Transidentities in the Arab world, a round table this Thursday at the IMA

Chaza Charafeddine, Fruit Lady (Divine Comedy series), 2010.

Ila janeb habibi (Next to habibi), a new thematic cycle of Thursdays at the IMA, was designed by professor of Arabic literature and translator Frédéric Lagrange in response to the exhibition “Habibi, the revolutions of love”. 2nd in this cycle, the round table entitled “Transidentities in the Arab world” will bring together activist Eden Ghali, anthropologist Corinne Fortier and artist and performer Khookha McQueer.

Transidentities in the Arab world

If the pre-modern societies of the Arab-Muslim universe seem to have tolerated – at least according to the testimony of literature but also that of travelers and early anthropologists – forms of transidentity and cross-dressing, under various names (khanīth, mukhannath, khawal, etc.), do the states and societies of the contemporary Arab world leave space for individuals who do not recognize themselves in the social genders assigned to them at birth? How to be what one is in today’s Arab city?

Eden Ghali.

Speakers

Eden Ghali is a Belgian-Moroccan activist for the rights of transgender people. Founder of Moroccan Transmen Community (MTC), he was able to make his platform a safe space for Moroccans from the LGBTQ+ community who had just gone through a crisis caused by a public outing in full confinement.

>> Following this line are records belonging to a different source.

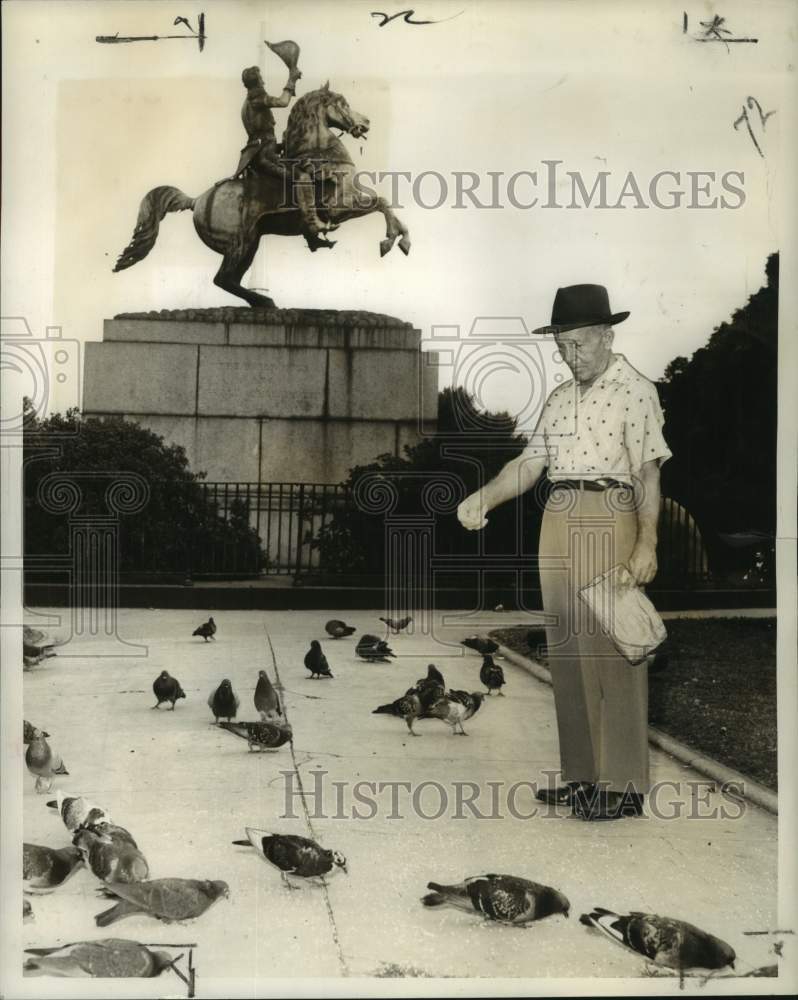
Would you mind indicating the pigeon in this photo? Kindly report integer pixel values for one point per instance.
(36, 645)
(267, 701)
(407, 707)
(316, 661)
(338, 630)
(261, 735)
(491, 675)
(292, 855)
(111, 854)
(45, 868)
(487, 647)
(77, 812)
(663, 940)
(29, 731)
(430, 688)
(373, 649)
(223, 701)
(397, 626)
(165, 899)
(42, 761)
(506, 898)
(207, 630)
(167, 688)
(108, 958)
(455, 708)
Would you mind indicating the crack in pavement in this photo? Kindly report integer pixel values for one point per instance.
(330, 915)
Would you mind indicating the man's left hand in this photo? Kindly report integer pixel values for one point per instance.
(643, 562)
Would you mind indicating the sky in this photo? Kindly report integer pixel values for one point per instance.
(495, 87)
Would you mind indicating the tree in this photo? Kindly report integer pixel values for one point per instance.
(721, 412)
(468, 448)
(180, 530)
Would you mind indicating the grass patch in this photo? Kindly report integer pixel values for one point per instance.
(715, 689)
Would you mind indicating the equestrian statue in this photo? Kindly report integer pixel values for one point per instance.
(304, 186)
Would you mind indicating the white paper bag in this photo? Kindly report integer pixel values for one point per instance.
(624, 613)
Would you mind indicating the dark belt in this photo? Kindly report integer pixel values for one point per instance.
(595, 485)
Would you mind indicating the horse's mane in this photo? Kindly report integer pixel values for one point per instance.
(302, 113)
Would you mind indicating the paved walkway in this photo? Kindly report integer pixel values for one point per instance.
(186, 790)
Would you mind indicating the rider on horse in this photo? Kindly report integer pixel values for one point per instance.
(260, 156)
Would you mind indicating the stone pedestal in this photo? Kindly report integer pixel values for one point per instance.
(266, 395)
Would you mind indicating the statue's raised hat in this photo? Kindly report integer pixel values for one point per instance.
(576, 306)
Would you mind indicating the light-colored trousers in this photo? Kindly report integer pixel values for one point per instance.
(600, 698)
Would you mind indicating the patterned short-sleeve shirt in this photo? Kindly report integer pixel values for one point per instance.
(611, 431)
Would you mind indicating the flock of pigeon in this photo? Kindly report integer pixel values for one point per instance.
(111, 853)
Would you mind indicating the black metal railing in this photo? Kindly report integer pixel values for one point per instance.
(286, 517)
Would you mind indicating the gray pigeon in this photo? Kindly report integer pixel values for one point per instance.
(36, 645)
(45, 868)
(337, 629)
(373, 649)
(316, 661)
(224, 702)
(455, 708)
(111, 854)
(663, 940)
(165, 899)
(397, 625)
(29, 731)
(167, 688)
(42, 761)
(429, 689)
(267, 702)
(110, 958)
(293, 855)
(264, 735)
(77, 811)
(505, 898)
(207, 630)
(408, 707)
(491, 675)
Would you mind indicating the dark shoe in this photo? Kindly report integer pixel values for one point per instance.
(591, 804)
(562, 796)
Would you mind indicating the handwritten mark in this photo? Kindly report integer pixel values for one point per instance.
(407, 16)
(715, 32)
(199, 34)
(749, 105)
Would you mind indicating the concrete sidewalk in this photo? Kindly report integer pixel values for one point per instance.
(186, 790)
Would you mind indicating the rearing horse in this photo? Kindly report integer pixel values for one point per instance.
(231, 217)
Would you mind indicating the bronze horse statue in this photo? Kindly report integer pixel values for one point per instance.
(231, 217)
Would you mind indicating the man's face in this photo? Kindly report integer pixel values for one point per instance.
(586, 351)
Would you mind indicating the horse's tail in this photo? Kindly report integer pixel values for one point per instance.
(154, 206)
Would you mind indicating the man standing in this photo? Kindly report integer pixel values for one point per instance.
(600, 436)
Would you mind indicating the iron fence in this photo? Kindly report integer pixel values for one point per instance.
(285, 518)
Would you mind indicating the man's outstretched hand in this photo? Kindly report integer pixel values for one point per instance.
(471, 512)
(643, 563)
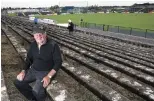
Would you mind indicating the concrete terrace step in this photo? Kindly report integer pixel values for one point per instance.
(61, 90)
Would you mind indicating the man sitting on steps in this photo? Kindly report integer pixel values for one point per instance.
(42, 62)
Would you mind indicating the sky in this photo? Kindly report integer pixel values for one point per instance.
(48, 3)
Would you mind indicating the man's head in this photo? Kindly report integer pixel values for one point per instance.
(69, 20)
(39, 34)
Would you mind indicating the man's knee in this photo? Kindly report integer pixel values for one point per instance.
(18, 83)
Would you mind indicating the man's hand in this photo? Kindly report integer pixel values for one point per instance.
(46, 81)
(21, 76)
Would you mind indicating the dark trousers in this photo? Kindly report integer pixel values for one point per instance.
(70, 32)
(36, 92)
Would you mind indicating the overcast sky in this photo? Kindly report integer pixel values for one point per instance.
(48, 3)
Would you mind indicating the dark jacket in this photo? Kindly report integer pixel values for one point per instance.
(70, 26)
(45, 59)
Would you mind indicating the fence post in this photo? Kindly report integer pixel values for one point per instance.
(118, 29)
(146, 33)
(103, 27)
(130, 31)
(107, 27)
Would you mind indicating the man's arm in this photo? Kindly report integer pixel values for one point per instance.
(57, 60)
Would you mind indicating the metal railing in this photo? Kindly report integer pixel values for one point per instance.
(147, 33)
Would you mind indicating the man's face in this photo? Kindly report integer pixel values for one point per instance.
(40, 38)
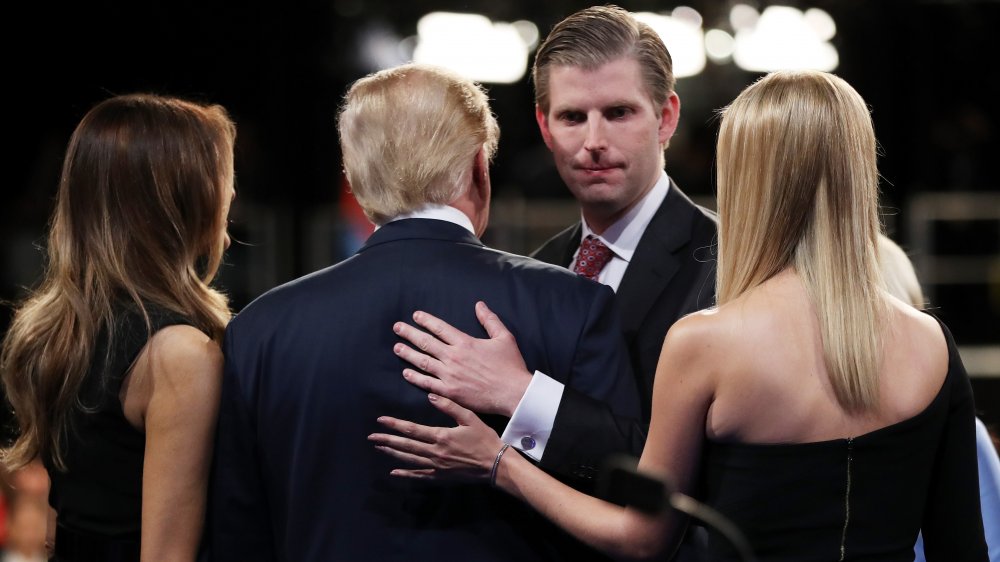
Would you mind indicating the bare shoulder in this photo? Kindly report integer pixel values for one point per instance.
(183, 354)
(918, 336)
(694, 343)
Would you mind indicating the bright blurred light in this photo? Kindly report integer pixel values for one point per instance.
(474, 46)
(783, 40)
(381, 48)
(683, 37)
(528, 32)
(719, 45)
(822, 23)
(743, 17)
(687, 14)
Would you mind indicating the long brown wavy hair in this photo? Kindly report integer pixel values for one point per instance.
(139, 218)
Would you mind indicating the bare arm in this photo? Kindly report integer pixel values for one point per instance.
(175, 392)
(681, 397)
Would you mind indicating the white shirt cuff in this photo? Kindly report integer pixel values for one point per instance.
(529, 428)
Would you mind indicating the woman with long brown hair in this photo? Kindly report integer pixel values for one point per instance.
(112, 364)
(826, 418)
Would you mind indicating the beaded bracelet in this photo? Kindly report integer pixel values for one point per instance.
(496, 463)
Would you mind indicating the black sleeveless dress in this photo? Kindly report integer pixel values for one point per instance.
(99, 497)
(863, 498)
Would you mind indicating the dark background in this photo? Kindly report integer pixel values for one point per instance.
(927, 68)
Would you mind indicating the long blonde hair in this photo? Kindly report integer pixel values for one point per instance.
(138, 219)
(798, 186)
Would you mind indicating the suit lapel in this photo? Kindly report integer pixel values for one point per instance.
(560, 248)
(655, 262)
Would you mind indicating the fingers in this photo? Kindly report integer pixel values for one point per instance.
(421, 340)
(443, 330)
(407, 458)
(430, 384)
(416, 474)
(490, 321)
(419, 360)
(415, 432)
(461, 415)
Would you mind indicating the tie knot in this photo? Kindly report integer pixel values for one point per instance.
(592, 257)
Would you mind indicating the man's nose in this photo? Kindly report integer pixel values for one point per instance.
(596, 139)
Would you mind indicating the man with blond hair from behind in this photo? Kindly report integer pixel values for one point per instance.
(310, 365)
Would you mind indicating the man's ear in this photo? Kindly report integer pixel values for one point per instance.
(481, 175)
(670, 113)
(543, 126)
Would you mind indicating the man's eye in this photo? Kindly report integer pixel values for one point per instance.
(573, 117)
(618, 112)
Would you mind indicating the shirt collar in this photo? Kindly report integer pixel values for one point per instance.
(438, 212)
(623, 236)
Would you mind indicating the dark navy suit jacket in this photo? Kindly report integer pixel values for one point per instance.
(309, 368)
(671, 274)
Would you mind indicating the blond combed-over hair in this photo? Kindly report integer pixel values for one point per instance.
(798, 186)
(409, 135)
(139, 218)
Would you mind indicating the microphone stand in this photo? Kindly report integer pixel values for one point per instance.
(623, 484)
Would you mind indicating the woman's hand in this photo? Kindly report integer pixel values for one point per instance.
(465, 452)
(486, 375)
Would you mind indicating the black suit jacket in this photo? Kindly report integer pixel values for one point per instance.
(672, 273)
(309, 368)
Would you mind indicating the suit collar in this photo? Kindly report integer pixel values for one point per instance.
(656, 259)
(420, 229)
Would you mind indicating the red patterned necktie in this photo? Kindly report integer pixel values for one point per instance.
(591, 258)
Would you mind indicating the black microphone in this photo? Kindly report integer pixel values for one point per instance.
(621, 483)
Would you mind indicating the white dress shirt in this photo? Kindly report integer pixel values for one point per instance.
(531, 425)
(438, 212)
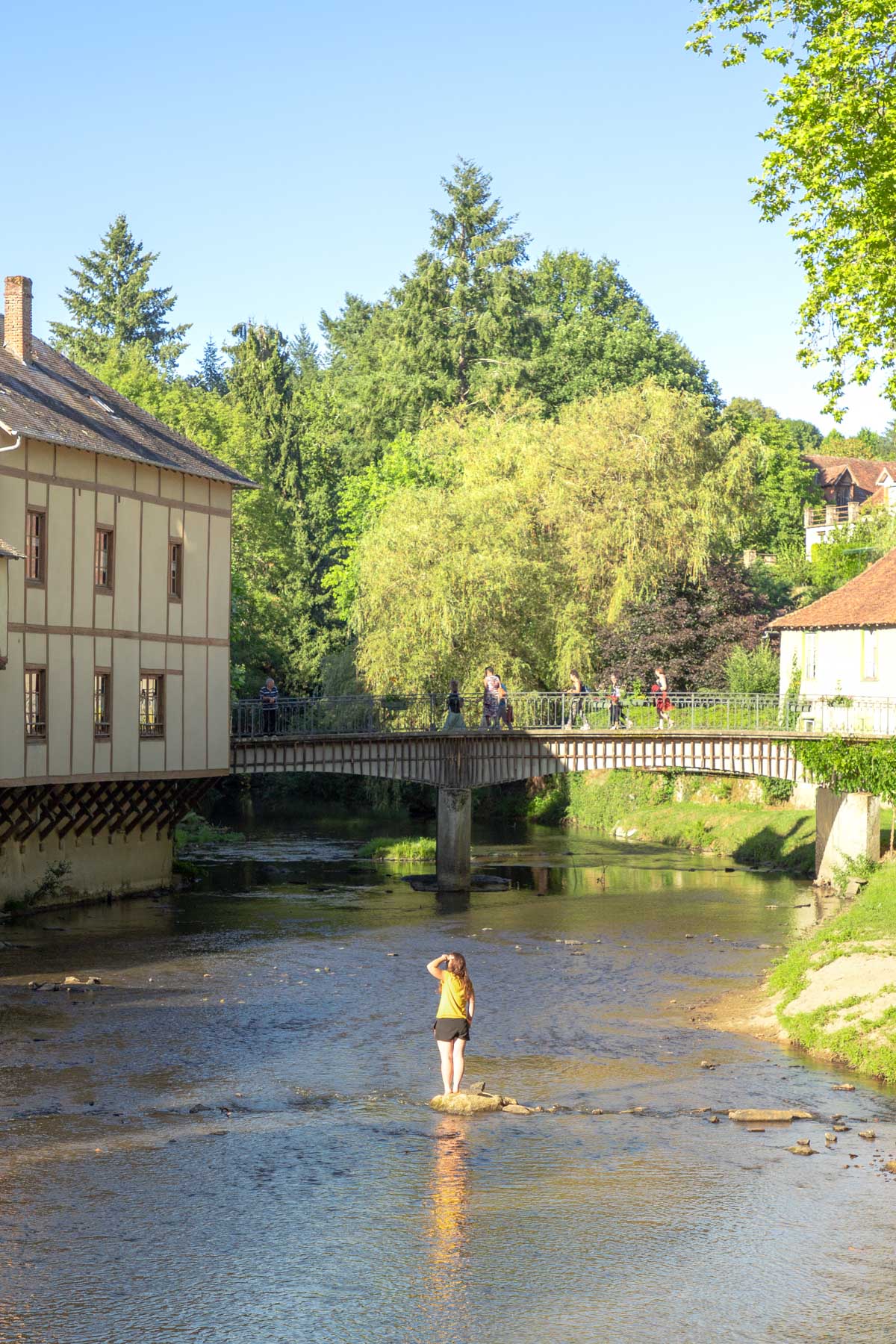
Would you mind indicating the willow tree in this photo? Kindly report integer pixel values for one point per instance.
(544, 531)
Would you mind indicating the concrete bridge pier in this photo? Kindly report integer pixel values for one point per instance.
(847, 827)
(453, 840)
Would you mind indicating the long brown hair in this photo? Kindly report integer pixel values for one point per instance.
(457, 965)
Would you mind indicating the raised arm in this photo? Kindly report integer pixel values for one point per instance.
(433, 967)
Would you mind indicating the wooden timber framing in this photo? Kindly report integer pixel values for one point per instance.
(109, 806)
(473, 759)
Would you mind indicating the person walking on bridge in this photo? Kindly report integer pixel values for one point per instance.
(269, 695)
(492, 685)
(454, 717)
(453, 1016)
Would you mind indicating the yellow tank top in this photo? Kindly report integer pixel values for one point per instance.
(453, 1001)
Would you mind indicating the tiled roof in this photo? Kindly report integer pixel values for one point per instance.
(58, 402)
(862, 470)
(867, 600)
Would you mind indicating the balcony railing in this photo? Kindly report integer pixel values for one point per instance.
(548, 710)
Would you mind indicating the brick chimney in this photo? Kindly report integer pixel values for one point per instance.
(16, 326)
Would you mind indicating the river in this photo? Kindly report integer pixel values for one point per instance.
(227, 1139)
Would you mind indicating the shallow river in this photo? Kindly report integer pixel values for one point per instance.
(228, 1139)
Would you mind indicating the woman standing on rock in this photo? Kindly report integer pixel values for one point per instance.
(453, 1016)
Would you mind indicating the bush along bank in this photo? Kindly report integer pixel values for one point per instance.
(835, 992)
(750, 821)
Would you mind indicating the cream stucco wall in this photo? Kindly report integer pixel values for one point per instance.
(74, 629)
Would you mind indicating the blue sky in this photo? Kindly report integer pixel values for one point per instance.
(281, 155)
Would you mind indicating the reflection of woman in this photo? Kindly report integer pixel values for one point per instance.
(453, 1016)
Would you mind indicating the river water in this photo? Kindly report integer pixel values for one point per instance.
(228, 1140)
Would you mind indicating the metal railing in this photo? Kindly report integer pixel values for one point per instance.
(550, 710)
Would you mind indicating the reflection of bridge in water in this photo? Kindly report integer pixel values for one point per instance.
(398, 738)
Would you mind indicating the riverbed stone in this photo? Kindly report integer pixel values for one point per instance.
(467, 1104)
(755, 1116)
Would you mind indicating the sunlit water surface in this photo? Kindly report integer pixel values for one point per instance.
(228, 1140)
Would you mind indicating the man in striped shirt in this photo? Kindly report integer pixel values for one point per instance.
(267, 697)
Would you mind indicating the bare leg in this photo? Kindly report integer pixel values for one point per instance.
(448, 1063)
(460, 1046)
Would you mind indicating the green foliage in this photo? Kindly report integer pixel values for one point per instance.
(593, 511)
(849, 766)
(386, 850)
(196, 830)
(595, 334)
(844, 873)
(828, 169)
(455, 329)
(777, 791)
(783, 480)
(868, 925)
(114, 307)
(753, 671)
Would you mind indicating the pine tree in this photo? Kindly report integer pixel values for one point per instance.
(210, 371)
(457, 329)
(113, 304)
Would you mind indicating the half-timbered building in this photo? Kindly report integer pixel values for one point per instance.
(114, 609)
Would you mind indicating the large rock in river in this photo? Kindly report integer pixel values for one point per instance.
(467, 1104)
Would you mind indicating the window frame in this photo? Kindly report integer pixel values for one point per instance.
(33, 726)
(104, 530)
(871, 640)
(152, 732)
(40, 578)
(810, 655)
(176, 544)
(99, 724)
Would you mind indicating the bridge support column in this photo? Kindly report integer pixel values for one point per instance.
(453, 840)
(847, 827)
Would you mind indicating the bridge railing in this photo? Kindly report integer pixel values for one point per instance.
(550, 710)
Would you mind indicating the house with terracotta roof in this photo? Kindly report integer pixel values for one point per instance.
(845, 643)
(848, 484)
(114, 623)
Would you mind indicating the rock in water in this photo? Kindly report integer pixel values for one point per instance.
(758, 1117)
(467, 1104)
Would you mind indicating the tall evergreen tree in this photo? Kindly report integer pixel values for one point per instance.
(113, 305)
(210, 371)
(457, 327)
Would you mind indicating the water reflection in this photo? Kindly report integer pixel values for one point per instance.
(449, 1231)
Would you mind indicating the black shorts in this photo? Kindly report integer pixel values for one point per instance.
(452, 1028)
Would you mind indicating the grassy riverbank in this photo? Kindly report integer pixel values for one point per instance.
(835, 992)
(709, 819)
(410, 850)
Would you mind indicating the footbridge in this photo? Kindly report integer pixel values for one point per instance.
(402, 738)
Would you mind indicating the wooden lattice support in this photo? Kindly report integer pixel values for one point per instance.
(57, 811)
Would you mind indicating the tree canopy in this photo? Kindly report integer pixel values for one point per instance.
(113, 305)
(829, 167)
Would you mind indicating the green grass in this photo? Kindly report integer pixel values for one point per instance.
(195, 830)
(864, 1045)
(747, 833)
(385, 850)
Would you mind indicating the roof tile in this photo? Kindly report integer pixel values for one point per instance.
(867, 600)
(58, 402)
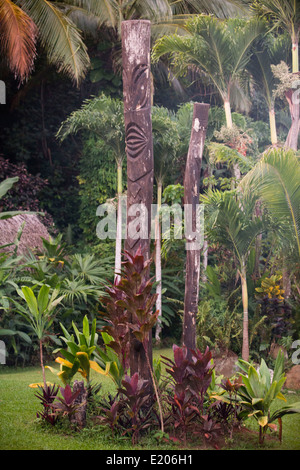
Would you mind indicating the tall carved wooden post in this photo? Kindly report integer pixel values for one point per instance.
(139, 150)
(191, 207)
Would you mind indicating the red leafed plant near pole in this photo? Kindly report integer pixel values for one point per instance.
(190, 381)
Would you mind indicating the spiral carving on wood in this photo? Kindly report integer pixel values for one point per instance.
(136, 140)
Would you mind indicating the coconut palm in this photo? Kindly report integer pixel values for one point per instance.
(104, 117)
(275, 178)
(270, 52)
(24, 23)
(218, 50)
(231, 223)
(165, 145)
(286, 15)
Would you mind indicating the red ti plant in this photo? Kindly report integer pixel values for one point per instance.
(190, 381)
(130, 312)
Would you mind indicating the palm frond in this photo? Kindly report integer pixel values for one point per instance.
(276, 179)
(17, 39)
(60, 37)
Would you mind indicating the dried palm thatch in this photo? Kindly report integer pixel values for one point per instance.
(32, 232)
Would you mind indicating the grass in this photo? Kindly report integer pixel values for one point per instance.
(20, 430)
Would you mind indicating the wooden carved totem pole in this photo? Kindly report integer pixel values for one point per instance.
(192, 234)
(139, 150)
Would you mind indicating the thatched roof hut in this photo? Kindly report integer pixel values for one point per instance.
(32, 232)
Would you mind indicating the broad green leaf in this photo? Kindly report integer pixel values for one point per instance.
(31, 301)
(43, 298)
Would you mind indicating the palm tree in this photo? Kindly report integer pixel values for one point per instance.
(24, 23)
(286, 15)
(231, 223)
(104, 117)
(218, 50)
(271, 51)
(165, 145)
(275, 178)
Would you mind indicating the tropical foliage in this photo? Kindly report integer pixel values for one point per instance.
(92, 308)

Apart from his activist work, Ghali has a degree in Psychology and is currently pursuing postgraduate training in Belgium. Through his academic and professional career, he strives to break the stereotypes that surround transgender people by trying to offer fair representation to them.

Corinne Fortier.

Corinne Fortier is an anthropologist. She is in charge of research at the CNRS and a member of the Laboratoire d’Anthropologie Sociale at the Collège de France. In 2005, she received the CNRS bronze medal. Her research focuses on the themes of the body, gender and filiation in Islam and in the Arab-Muslim world as well as in France, and in particular on gender relations, love, seduction, transidentity, intersex, medically assisted procreation. Among his recent publications, we can mention, in 2018, the edition of the book Reinventing Love? Gender, Intimacy and Romance in the Arab World, Bern (Peter Lang), in 2020 of the double issue (79 and 80) of the journal Law and Cultures, Repairing bodies and sexes (online), in 2021 of issue 16 (2) of the journal Anthropology of the Middle East, Poetized Love: Affects, Gender and Society, Poetized love: affects, gender and societies (online), in 2022 from the book The body of identity. Body transformations, gender, and sexual surgeries, Paris (Karthala), as well as numerous articles including in 2017, “Intersexuation, transsexuality and homosexuality in Islamic countries”, in Homosexuality and monotheistic traditions: towards the end of an antagonism? Geneva (Labor and Fides), in 2019, “Sexualities: Transsexualities: Middle East, North Africa, West Africa”, Encyclopedia of Women and Islamic Cultures (EWIC), Supplement 20 (online), in 2020 “Third gender and transsexuality in Islamic countries”, Law and cultures 80 (online), or again in 2022: “From the Turkish bath to the origin of the world. Women, bearded, beardless, effeminate and other third genders in Western art and in the Arab-Muslim world. Skinology 9 (online).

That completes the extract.